Eventually, the product got pulled off the shelves, and I had to compensate. I played with pre-workout, sugar free energy drinks, other fat burners, bulletproof coffee, and beyond to suppress my appetite, make me feel like I had lasers shooting out of my eyes, and be the first in the room to make the funniest comment. This went on through graduate school because the stakes were much higher, the content MUCH more intellectually demanding, and the petty competition amongst students totally sucked me in.
This obsession with human optimization, and just achievement and performance in general created a paradox like no other— I had accomplished rewarding feats, but if I was relying on a recreational chemical to get me to the finish line, and the very thought of quitting made me feel anxious, was the accomplishment really mine? Now I could write a whoooole different blog on imposter syndrome, low self esteem, and the reliance on stimulants to feed a Type A personality, but I haven’t even got to the best part yet.
For 2019, I attempted, as I have coined it, a “gentle January.” I went cold turkey after 6+ years of consistent caffeine & stimulant use. I made it 2 weeks, and accidentally had caffeinated coffee because I misread the label. (face palm). But I resumed the decaf life for another week and a half, and today as I write you, I have resumed a more reasonable dose of caffeine, and only from sources that are considered healthful— organic coffee and green tea.

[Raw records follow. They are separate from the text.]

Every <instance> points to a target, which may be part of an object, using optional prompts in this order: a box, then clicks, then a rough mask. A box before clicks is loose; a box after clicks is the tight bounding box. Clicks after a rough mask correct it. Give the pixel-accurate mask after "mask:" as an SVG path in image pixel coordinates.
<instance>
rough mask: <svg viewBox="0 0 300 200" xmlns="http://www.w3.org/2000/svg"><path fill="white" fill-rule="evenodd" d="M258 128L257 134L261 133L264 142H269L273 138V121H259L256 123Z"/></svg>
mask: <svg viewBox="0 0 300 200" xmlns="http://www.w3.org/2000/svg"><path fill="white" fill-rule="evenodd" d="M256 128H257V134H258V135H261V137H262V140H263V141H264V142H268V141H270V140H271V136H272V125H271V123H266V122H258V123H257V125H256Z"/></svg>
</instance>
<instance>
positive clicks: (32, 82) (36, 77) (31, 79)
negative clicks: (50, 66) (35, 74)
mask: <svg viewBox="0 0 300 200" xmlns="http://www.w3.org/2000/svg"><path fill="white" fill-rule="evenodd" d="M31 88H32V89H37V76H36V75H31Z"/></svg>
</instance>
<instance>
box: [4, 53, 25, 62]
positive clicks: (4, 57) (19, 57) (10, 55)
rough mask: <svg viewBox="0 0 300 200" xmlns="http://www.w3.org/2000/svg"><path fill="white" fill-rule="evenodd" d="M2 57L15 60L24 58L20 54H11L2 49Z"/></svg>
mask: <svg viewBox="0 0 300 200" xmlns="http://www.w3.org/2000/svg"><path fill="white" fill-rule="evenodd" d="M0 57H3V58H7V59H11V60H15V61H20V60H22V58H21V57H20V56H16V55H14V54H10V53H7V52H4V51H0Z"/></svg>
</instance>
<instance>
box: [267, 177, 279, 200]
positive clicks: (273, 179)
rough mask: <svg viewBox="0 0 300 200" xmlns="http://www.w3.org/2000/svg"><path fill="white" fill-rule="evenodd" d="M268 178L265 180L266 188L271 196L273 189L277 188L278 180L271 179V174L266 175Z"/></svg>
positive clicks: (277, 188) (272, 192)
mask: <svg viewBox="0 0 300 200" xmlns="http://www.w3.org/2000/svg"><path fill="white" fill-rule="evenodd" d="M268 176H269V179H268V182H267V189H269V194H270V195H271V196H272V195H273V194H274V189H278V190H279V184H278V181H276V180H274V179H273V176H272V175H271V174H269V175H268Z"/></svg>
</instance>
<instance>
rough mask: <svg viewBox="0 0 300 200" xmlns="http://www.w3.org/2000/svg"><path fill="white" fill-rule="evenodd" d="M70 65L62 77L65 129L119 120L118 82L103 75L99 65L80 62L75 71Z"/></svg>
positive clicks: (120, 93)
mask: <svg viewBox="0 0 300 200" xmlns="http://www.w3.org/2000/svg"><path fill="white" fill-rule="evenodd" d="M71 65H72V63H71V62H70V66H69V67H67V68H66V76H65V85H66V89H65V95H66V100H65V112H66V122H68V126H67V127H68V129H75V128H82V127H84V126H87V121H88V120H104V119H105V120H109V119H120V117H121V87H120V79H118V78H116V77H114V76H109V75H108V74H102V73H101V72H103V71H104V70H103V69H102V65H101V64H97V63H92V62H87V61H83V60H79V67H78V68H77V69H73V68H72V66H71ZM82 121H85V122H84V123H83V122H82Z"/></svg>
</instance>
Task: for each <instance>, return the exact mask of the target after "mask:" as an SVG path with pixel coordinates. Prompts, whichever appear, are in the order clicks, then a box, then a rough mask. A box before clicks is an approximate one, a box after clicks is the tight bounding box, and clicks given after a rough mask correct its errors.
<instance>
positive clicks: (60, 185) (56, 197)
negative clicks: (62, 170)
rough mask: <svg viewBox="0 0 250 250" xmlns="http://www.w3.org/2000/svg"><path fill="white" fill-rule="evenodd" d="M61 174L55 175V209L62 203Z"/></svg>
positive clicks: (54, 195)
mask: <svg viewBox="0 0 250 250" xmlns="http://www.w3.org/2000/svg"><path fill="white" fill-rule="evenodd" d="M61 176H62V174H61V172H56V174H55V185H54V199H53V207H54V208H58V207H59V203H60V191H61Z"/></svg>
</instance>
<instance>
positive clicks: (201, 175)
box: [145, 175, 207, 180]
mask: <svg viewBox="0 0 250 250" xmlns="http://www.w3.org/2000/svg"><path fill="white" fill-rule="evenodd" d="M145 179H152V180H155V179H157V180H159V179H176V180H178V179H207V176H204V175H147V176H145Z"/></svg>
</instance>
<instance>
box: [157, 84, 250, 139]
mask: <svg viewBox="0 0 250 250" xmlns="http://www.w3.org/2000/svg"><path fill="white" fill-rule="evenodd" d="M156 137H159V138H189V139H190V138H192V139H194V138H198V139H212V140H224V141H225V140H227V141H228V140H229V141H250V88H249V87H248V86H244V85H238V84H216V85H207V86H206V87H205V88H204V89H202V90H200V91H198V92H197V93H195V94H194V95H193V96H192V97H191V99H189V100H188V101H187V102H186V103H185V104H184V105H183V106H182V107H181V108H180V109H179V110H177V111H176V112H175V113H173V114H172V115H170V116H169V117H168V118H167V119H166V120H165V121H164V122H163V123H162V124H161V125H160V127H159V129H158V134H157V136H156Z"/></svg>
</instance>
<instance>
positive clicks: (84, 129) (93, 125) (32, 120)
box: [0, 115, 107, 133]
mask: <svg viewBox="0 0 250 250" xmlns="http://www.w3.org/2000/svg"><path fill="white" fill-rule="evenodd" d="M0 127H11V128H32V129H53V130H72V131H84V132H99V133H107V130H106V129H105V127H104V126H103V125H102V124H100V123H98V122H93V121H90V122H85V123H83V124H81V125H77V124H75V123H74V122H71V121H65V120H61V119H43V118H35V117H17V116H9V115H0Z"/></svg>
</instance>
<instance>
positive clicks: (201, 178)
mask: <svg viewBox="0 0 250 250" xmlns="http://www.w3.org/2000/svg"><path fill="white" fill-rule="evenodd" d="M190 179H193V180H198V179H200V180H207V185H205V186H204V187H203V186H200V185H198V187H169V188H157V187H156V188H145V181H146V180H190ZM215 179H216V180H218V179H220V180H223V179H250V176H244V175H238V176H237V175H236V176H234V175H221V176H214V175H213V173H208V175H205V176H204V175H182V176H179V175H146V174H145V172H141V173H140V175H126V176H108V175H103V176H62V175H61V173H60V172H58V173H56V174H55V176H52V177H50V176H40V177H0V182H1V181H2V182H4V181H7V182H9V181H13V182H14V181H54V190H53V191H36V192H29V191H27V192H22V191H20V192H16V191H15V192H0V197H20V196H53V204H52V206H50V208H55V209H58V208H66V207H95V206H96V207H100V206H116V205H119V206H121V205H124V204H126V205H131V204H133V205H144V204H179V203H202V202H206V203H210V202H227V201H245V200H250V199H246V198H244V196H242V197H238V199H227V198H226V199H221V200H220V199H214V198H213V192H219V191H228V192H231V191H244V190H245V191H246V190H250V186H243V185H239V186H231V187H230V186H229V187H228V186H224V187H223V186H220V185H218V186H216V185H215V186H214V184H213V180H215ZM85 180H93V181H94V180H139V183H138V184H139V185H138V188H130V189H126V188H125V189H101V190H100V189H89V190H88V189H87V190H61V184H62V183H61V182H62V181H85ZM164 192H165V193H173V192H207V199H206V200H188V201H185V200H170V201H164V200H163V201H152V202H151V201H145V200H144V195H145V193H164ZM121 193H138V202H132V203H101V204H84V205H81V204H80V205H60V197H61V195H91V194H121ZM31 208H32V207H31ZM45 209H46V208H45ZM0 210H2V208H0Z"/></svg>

Why did I resume caffeine? Don’t I clearly have some kind of underlying energy or mitochondrial problem because I cannot live without it? The reality is, my creativity has struggled, which directly affects my social media content, and when I’m not “on caffeine” the priorities shift. Caffeine when overdone, can result in neuroticism, irritability, insomnia, and becoming easily overwhelmed. However, in modest amounts, can help with exercise endurance, alertness (which, as a doctor would be A LITTLE important, don't ya think?) and creativity-- all things I call on if not on a daily basis, pretty darn frequently.
The purpose of my process was not to stop caffeine forever, but to prove to myself that I could 1) stop at all and 2) still respect & love who I am without it. The research is still undecided if caffeine, coffee, and the like are even all that damaging— with the scales tipped toward beneficial, as a matter of fact. My energy levels were actually fine without caffeine, what I missed most was the taste, the routine of preparing something warm and satisfying in the cold winter morning, and sitting in reflection while I drink it—which NONE of those things have to be done with regular caffeinated coffee!